We'll plot the error below. We should see that the error is minimized when beta is between about 0.6 and 0.8. A similar searching method can be used to select the other parameter values.

In [25]:
#Plot MAPE against Betas
plt.plot(betas, mapes)
plt.xlabel('Betas')
plt.ylabel('MAPE')
plt.title('Mean Absolute Percentage Error (MAPE) vs. Betas');

## 3. Comparing ARIMA and SARIMA Models
**(Total 36 points)**

### 3.a ARIMA Model

[ARIMA](https://machinelearningmastery.com/arima-for-time-series-forecasting-with-python/) stands for AutoRegressive Integrated Moving Average. The ARIMA model first removes autocorrelation in the time series and then uses a regression model to make a a forecast off of recent observations and forecast error.

- `order`: a set of parameters `(p, d, q)` specifing the order of the autoregressive, moving average, and differencing terms.
    - `p` : The number of past observations to use or autogressive order. (If you are forecasting for week 5 and p = 2, the model would use the week 3 and 4 time series values.)
    - `d` : The order of differencing. The ARIMA model works best if the time series values are not correlated. This autocorrelation can be removed by taking each observation and subtracting the previous observation. (Subtract the week 1 value from week 2, subtract week 2 from week 3 and so on to create a new time series. If the new time series is still autocorrelated, we can repeat the differencing process again.)
    - `q` : The order of the moving average term. The ARIMA model uses the error between the value the forecast model would have predicted and the actual observed value for past time series values. We use q to specify the number of past error terms to include in the model.

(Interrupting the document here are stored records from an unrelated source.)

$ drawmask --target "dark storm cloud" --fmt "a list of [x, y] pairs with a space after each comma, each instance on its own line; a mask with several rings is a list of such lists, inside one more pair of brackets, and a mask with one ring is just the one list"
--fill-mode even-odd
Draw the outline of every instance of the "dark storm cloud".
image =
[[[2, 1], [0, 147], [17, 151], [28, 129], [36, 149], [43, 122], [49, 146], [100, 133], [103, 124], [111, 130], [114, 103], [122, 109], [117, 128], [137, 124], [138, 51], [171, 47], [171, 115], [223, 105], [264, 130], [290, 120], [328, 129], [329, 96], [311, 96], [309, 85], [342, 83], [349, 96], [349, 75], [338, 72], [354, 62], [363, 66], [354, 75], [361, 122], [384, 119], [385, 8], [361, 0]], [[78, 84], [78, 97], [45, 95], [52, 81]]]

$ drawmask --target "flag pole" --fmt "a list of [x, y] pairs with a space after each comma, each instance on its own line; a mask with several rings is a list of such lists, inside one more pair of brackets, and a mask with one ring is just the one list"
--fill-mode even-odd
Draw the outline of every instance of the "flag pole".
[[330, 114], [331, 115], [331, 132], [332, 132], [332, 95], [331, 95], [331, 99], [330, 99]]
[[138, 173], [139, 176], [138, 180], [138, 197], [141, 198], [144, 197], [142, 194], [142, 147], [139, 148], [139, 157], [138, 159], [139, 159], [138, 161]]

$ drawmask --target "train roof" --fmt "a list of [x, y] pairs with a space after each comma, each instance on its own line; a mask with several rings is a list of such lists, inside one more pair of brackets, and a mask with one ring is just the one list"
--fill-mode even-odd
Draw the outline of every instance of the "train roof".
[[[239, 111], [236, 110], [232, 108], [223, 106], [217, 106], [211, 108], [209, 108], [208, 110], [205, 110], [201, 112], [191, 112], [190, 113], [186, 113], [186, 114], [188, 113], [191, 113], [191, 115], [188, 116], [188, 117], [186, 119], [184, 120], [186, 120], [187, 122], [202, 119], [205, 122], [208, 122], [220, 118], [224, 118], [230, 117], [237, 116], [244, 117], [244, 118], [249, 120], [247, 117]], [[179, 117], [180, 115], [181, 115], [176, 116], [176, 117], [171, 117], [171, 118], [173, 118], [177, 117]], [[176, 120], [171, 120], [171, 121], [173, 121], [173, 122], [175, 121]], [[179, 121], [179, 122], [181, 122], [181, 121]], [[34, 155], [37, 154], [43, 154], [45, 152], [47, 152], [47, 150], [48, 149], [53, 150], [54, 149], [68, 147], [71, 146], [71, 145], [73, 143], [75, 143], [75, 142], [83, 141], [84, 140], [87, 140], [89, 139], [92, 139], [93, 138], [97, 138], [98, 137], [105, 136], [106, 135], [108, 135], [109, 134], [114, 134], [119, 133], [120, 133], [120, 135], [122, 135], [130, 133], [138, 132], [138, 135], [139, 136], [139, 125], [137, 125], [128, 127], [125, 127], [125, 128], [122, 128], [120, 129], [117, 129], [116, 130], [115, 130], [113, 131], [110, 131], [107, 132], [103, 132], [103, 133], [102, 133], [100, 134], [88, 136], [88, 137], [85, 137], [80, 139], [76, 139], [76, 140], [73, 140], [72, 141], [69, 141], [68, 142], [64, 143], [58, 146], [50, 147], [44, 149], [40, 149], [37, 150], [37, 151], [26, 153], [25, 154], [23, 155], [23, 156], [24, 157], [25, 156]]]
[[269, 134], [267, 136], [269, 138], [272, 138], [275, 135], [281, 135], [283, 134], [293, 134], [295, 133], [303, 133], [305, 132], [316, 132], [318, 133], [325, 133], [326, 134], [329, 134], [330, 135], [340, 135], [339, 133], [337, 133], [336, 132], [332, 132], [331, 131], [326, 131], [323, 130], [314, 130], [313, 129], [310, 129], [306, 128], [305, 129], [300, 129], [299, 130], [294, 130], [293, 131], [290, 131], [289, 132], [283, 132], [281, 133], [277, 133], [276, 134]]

Use an ARIMA model to forecast monthly flight passenger counts for Jan 2017 and onward (37 months into the future). Train the model on the data from Dec 2016 and prior. Use the following  parameters. Then plot the ARIMA forecast, test set, and training set.

The `arima_pred` will be a tuple, and `arima_pred[0]` will be used to plot the forecast.



- Autoregressive order = 1
- Moving average order = 1
- Differencing order = 1

<!--
BEGIN QUESTION
name: q3a
manual: true
points: 12
-->
<!-- EXPORT TO PDF -->

In [26]:
from statsmodels.tsa.arima_model import ARIMA

### YOUR CODE HERE ###

# Define model
model_arima = ...

# Fit model
model_arima_fit = ...

# Create forecasts
arima_pred = ...

# Plot forecast, test set, and training set
...
...

In [None]:
grader.check("q3a")

### 3.b SARIMA Model

[SARIMA](https://machinelearningmastery.com/sarima-for-time-series-forecasting-in-python/) stands for Seasonal AutoRegressive Integrated Moving Average. The SARIMA model is the same as the ARIMA model, however, it accounts for seasonality by looking at the corresponding observations across cycles. For example to forecast next December, the SARIMA model might use the value from the last few Decembers, perform differencing over past December observations, and use historical December errors. 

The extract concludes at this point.